Monday, December 28, 2015

Poppies in a Copper Pot

It's very difficult to photograph a painting that has a shiny black background.

Well, actually, the black is red and green and blue and more mixed together to make black.

The leaves are made of blues, greens and purples but are lost in the background if the light is too low. That's on purpose. The stars of the show are the beautiful poppies.




This picture taken outside shows the color better without so much reflected light.
You can see the color in the leaves better in this shot.



This painting is acrylic on canvas 36x48

Saturday, March 14, 2015

By the Light of the Moon

I'm having a lot of fun with encaustic painting.

I'm not doing encaustic painting in the traditional sense as described on wikipedia http://en.wikipedia.org/wiki/Encaustic_painting but I call it encaustic because that sounds so much more artistic to me than "Yep. I melted crayons with an pink embosser that I bought at Hobby Lobby." (Disclaimer: pink was the only color they had the day I was at Hobby Lobby to buy the embosser.)



For this painting I started with an art board that had been painted black years ago. I added more black, purple and blue to the background to give it some depth and to make it a little moreinteresting in the light. You can't see anything but black form this photo.

The tree trunks and branches and the ground were all painted with acrylic paint. I had a little white moon at first but then decided it needed a big moon. The moon is white and yellow and was painted with thick acrylic paint so it has a lot of texture.

The leaves for the tree were the fun part. I chose several shades of yellow, orange and red and melted them with the embosser. The fun part is watching the melted wax swirl together and form interesting shapes and color combinations. The artist has a little control over where and how much wax to put in a particular spot, but a lot of the process is chance.
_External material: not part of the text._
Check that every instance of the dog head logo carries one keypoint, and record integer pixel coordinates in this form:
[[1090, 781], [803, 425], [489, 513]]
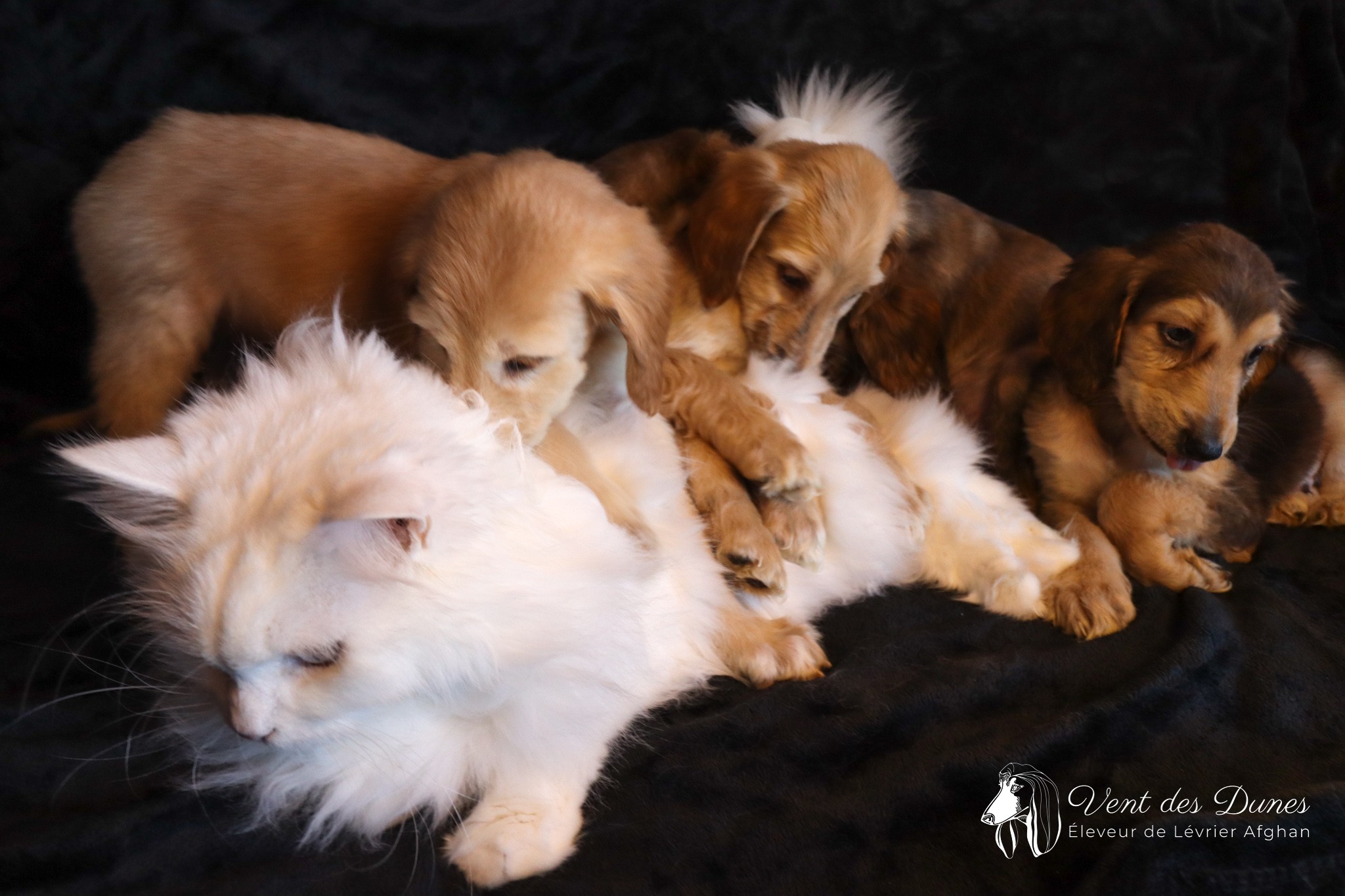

It is guided chance, but chance none the less.

I'll have this painting in Hilldale's Art for Missions Silent Auction at the end of March.

Sunday, January 25, 2015

Abstract Painting - Melted Crayon

My newest painting is melted wax crayons on canvas paper mounted to cardboard.
I suppose you could call it an encaustic painting, technically encaustic paintings are made with melted colored bees wax, not melted crayons. But encaustic sound so much more artistic. lol





I had the dining room in mind as I was creating this painting.
The room is painted in and decorated in whites and golds.
There's a small space between the kitchen door and the entry hall door that seemed like the perfect place for a painting like this.


Do paintings need names? I don't know.
for right now this one does not have a name. Maybe you can suggest one in a comment.
But actually, that's the cool thing about abstract art is that it says different things to different people, so I guess giving it a name takes that away to some extent. 
I may not ever name it now that I've thought about it.


I didn't know how to sign the painting. I tried painting my name with acrylic paint. It just slid around on the wax. I tried writing with a sharp crayon. Bad idea.
So I scratched my name in the wax with a sharp pencil and then filled in the scratched part with gold paint. I'm happy with how it turned out.